Après les événements survenus à Verviers, et à la suite des attentats commis en France, Sami Al Deeb, professeur de droit musulman, nous livre ses impressions.
Sami Al Deeb (photo) est un juriste palestinien, professeur de droit musulman, de nationalité suisse. Voix libre dans le concert des voix qui s’élèvent à l’occasion de la tuerie des caricaturistes de Charlie Hebdo, il est auteur de nombreux livres sur le Coran, la loi coranique, ou le statut des minorités en Islam. Il est également l’auteur d’une traduction du Coran, en restituant les sourates dans leur ordre chronologique, ainsi que d’une traduction de la Constitution suisse pour la Confédération.

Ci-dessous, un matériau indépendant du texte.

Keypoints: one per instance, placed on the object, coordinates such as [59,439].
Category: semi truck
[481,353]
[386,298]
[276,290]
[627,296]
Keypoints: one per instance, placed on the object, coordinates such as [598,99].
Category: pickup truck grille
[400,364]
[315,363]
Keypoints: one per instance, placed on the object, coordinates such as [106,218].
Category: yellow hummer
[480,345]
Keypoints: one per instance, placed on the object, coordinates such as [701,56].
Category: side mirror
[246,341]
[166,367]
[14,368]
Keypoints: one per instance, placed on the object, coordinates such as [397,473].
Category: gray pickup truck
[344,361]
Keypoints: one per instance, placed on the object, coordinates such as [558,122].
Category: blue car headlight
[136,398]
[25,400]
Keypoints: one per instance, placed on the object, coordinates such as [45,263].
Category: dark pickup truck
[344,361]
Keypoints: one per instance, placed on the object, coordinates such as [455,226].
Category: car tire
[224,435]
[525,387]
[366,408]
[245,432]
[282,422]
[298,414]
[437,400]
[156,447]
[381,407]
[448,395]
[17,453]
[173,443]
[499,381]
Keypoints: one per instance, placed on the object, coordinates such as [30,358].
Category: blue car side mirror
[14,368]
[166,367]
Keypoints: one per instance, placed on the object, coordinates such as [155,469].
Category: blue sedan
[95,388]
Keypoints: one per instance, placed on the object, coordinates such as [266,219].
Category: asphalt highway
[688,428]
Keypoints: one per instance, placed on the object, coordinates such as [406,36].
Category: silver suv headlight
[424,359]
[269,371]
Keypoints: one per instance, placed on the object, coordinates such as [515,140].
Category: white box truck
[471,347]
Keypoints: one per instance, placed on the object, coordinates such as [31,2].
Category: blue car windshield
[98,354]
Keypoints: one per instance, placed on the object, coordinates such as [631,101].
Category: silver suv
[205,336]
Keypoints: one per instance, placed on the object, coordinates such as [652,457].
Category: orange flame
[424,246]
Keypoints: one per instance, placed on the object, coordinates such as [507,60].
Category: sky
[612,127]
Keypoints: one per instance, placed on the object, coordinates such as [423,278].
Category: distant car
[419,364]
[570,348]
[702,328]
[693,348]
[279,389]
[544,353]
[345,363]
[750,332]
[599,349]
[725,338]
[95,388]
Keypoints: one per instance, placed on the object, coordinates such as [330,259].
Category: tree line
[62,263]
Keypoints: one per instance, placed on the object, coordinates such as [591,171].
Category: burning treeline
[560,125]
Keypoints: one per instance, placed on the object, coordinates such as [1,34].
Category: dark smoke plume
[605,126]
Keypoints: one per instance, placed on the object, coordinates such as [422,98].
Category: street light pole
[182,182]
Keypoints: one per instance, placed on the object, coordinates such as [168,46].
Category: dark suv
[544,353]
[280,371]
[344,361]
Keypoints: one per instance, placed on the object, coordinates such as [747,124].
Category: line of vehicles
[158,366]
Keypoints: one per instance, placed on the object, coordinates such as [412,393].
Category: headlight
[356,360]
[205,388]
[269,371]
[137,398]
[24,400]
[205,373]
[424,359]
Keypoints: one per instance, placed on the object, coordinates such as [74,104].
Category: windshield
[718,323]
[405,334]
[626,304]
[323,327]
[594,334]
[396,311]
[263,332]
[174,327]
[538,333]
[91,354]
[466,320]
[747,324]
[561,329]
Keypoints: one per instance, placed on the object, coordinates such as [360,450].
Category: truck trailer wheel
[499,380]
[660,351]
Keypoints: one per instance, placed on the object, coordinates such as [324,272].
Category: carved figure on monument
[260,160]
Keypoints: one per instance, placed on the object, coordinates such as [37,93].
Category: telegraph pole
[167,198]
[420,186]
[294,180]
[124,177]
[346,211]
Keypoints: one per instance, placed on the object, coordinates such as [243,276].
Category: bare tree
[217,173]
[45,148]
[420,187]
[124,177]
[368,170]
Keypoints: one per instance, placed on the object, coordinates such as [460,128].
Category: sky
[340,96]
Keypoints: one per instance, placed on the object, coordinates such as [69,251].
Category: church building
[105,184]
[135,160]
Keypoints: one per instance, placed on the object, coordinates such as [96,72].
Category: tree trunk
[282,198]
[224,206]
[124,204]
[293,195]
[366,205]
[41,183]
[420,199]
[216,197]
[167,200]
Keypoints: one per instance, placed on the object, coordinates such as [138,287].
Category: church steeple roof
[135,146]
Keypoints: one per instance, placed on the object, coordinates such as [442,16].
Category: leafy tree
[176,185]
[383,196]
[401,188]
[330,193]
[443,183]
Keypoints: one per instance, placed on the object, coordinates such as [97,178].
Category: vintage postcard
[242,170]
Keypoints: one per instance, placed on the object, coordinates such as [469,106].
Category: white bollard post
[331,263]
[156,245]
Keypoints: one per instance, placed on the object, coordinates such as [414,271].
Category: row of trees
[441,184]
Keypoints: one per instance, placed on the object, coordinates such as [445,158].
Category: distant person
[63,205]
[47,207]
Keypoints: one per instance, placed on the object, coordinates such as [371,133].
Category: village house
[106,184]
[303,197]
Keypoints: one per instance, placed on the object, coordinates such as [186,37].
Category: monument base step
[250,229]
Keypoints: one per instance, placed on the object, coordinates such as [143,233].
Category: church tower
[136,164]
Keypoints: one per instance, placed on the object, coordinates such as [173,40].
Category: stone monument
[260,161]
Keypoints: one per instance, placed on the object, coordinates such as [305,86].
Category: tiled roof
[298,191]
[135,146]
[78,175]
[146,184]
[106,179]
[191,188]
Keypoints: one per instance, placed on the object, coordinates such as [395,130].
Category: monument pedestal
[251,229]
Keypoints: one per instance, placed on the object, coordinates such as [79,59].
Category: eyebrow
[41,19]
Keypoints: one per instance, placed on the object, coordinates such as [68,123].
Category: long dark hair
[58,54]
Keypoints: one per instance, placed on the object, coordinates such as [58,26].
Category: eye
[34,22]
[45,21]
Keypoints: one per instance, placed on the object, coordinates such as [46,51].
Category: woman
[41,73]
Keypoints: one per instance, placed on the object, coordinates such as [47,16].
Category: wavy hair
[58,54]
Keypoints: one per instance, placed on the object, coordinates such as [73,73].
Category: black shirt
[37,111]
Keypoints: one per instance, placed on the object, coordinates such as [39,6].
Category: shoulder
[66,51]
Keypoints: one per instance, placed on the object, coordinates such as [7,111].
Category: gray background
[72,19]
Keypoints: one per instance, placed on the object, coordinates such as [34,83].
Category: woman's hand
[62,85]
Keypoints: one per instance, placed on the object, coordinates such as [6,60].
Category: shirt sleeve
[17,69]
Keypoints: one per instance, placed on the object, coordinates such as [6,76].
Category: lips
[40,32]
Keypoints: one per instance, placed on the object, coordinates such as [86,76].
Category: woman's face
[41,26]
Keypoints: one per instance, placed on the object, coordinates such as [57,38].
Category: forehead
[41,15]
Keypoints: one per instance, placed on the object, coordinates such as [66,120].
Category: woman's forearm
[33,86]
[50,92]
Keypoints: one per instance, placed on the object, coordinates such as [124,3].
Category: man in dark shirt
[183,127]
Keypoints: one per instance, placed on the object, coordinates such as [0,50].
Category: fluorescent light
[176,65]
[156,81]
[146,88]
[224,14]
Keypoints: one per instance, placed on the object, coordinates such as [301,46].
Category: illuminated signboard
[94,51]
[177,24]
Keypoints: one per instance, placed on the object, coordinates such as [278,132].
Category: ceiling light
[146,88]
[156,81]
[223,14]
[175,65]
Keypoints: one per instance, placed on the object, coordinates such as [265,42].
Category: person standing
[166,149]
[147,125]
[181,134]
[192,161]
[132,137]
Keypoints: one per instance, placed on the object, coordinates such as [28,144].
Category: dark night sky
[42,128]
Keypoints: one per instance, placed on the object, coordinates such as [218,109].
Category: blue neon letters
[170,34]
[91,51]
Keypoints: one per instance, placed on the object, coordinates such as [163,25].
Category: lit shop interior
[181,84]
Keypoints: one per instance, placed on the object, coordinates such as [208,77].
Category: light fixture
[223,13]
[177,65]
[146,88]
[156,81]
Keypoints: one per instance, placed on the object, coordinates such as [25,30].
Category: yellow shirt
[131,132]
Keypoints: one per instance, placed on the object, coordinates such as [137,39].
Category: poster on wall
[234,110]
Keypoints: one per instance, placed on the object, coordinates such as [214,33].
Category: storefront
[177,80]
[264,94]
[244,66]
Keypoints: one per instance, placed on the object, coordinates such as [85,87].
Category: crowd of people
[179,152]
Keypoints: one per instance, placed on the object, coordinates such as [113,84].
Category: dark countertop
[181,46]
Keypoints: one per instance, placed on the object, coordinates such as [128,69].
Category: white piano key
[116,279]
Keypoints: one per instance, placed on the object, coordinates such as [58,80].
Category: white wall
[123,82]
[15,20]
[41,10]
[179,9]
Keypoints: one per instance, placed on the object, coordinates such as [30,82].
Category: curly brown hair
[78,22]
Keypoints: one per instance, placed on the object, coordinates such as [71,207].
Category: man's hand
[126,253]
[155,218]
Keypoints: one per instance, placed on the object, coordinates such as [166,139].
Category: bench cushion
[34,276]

Cela fait des années que vous appelez à une réforme de la pensée musulmane. Après les événements des derniers jours en France, cet appel prend une dimension d’actualité nouvelle. Quelles seraient les priorités de cette réforme selon vous ?
Lorsque les murs d’une maison se fissurent et qu’un arbre tombe malade, il faut descendre aux fondements de la maison et aux racines de l’arbre pour voir ce qui se passe. Ceci a été fait en Europe avec les philosophes des lumières, mais la communauté musulmane s’interdit de remettre en question certains passages du Coran, le statut sacré du livre coranique et celui de la personne du prophète. En effet, de nombreux versets coraniques incitent à la violence à l’égard des non-musulmans. Il faut que la parole se libère à l’intérieur de l’Islam.
Cette réforme dont vous parlez, relève des autorités internes au monde musulman. Mais que peuvent faire les autorités françaises ?
Les autorités françaises ont ouvert la porte à des groupes qui ne s’intégreront pas sans cette remise en question de la religion musulmane. Il me semble donc que la France doit clairement informer les musulmans que les lois françaises ont la priorité sur leurs normes religieuses. Celles-ci doivent être examinées par le Conseil d’Etat et les tribunaux pour déterminer si elles violent les lois françaises et les droits de l’homme.
Une réforme des institutions représentant l’Islam de France serait-elle utile et comment ?
Il y a eu beaucoup de laxisme de la part des autorités françaises à l’égard des responsables religieux de la communauté musulmane. Les prêches des imams devraient être contrôlés préalablement par un service adéquat. Aucun imam ne devrait être autorisé à officier sans une autorisation administrative, des certificats d’aptitude et un engagement à respecter les lois nationales. Et si un organisme religieux est établi, il doit s’engager au respect des lois étatiques et des droits de l’homme, y compris la liberté religieuse et le droit de changer de religion.
De nombreux pays arabes et musulmans sont eux même dans des situations de convulsion. L’Occident ne porte-t-il pas une part de responsabilité dans l’histoire récente de l’Irak ou de la Libye ?
On peut aussi se demander ce qui serait arrivé si les pays occidentaux n’étaient pas intervenus. Les pays arabes et musulmans ont des problèmes structurels dans lesquels la religion joue un rôle prépondérant. Sans une refonte de la pensée islamique dans les pays arabo-musulmans, ces pays resteront des foyers de tension et d’autodestruction internes.